Algernon Charles Swinburne, English poet and critic, was born on April 5, 1837, in London. His family, aristocratic on both sides, divided their time between family estates in Northumberland and the Isle of Wight. The dramatic landscapes of these two homes would later influence his poetry.
He attended Eton beginning in 1849, and in 1856 he matriculated at Oxford University as a student in Balliol College. There, he became friends with the Pre-Raphaelite painters and joined an undergraduate group of intellectuals who called themselves the “Old Mortality.” While he began writing both poetry and criticism at Oxford, he left without a degree in 1859 and moved to London.
The literary social life that Swinburne began at Oxford extended to his life in London, where he frequented parties and associated with many cultural figures.

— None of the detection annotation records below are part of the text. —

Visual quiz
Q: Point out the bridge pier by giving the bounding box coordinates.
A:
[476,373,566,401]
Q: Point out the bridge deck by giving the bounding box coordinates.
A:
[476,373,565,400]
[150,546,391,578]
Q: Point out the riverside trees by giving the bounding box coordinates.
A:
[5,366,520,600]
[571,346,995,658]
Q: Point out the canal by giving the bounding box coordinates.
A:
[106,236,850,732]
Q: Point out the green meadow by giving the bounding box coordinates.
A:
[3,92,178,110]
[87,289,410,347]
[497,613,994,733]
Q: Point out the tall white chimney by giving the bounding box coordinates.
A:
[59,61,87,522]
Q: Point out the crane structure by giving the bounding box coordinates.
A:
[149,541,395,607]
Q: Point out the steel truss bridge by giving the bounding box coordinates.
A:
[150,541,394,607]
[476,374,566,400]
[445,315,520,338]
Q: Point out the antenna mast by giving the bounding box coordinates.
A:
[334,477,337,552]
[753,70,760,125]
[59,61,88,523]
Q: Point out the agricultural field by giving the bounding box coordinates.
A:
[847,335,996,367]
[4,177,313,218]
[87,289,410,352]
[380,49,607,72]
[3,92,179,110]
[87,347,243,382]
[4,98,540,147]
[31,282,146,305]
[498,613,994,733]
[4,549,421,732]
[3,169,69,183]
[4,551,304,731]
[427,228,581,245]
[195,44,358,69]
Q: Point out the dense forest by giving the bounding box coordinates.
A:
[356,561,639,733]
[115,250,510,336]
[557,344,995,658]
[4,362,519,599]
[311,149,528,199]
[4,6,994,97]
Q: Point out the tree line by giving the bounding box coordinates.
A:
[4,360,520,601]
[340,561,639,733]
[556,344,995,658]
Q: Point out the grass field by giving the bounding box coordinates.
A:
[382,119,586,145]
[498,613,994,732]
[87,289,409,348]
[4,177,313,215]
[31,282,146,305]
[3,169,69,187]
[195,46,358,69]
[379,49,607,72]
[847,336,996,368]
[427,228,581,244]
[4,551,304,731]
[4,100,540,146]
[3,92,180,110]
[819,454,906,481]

He published his first book, a collection of two dramas titled The Queen-Mother and Rosamond (B. M. Pickering, 1860). His two subsequent dramas, Atlanta in Calydon (Edward Moxon, 1865) and Chastelard (E. P. Dutton, 1866), were received more positively in his literary spheres, but it was not until 1866 that his career catapulted with the publication of his first poetry collection.
Poems and Ballads (Edward Moxon, 1866) had a notable impact on Victorian poetry with its groundbreaking portrayal of sexuality and taboo. Swinburne is known for the sensation that this book produced in the literary community, but also for the range of his subsequent poetry collections. He published several more books of poetry, including the political Songs Before Sunrise (F. S. Ellis, 1871) and the French-influenced Poems and Ballads, Second Series (Chatto and Windus, 1878).

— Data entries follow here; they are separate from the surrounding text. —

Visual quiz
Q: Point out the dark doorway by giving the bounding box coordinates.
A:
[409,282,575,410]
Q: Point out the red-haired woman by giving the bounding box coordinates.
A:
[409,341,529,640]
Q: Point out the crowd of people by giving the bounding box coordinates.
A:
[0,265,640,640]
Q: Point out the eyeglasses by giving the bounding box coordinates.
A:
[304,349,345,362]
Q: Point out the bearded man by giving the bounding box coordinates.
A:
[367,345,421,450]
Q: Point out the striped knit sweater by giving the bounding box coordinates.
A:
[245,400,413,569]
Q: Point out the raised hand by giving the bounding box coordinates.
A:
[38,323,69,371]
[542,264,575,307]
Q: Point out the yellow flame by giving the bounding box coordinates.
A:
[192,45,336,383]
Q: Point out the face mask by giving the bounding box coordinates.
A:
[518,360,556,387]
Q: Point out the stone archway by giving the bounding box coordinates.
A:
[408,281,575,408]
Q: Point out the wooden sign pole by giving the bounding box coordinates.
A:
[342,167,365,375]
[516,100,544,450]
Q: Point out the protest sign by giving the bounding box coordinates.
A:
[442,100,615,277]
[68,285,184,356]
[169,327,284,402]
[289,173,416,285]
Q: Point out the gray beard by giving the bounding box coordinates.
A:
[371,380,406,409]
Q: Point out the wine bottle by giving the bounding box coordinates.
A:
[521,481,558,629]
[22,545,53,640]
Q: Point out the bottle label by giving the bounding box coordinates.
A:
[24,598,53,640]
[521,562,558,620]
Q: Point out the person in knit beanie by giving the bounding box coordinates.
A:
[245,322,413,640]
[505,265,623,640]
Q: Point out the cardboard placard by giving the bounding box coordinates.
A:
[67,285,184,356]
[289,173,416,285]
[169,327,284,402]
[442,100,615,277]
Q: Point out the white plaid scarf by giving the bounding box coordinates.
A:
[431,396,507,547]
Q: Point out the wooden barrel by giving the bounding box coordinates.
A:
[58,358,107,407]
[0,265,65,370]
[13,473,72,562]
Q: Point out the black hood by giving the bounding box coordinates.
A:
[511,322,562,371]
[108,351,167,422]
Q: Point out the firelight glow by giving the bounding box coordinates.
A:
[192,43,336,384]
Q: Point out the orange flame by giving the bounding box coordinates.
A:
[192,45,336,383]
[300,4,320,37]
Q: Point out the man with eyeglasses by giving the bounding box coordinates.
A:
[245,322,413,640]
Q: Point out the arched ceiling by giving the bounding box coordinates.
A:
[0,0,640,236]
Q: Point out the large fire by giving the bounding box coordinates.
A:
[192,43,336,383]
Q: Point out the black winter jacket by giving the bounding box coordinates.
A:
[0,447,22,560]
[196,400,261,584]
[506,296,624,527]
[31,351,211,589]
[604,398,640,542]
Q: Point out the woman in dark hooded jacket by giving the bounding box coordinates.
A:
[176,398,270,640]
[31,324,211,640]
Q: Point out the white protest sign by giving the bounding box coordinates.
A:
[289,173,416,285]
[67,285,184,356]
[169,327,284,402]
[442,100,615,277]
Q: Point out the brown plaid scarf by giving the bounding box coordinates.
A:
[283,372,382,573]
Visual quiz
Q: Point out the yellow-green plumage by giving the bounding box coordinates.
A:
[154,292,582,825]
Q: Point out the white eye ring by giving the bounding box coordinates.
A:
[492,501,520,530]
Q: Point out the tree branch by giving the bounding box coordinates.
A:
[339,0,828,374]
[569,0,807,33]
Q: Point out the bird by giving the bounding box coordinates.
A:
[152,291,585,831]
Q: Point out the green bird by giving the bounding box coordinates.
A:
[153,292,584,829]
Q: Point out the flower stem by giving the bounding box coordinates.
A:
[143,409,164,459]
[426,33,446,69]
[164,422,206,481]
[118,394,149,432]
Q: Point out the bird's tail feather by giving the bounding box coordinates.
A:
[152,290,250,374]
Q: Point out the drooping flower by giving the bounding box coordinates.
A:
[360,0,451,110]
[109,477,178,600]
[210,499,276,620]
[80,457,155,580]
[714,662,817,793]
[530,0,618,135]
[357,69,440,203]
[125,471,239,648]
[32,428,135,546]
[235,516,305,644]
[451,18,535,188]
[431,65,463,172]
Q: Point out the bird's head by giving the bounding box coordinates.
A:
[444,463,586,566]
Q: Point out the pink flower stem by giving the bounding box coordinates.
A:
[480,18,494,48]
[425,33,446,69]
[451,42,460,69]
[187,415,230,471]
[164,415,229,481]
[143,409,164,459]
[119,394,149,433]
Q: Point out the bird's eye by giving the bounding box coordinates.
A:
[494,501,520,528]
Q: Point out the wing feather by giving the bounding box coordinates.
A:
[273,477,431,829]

He was also the author of an influential body of literary criticism, of which T. S. Eliot wrote, “whatever our opinion of Swinburne’s verse, the notes upon poets by a poet of Swinburne’s dimensions must be read with attention and respect.”
After his health deteriorated in the 1870s, he moved to Putney to live with his close friend Theodore Watts-Dunton. While he continued to write, it is argued that the quality of his work declined in this later period. He died in London on April 10, 1909.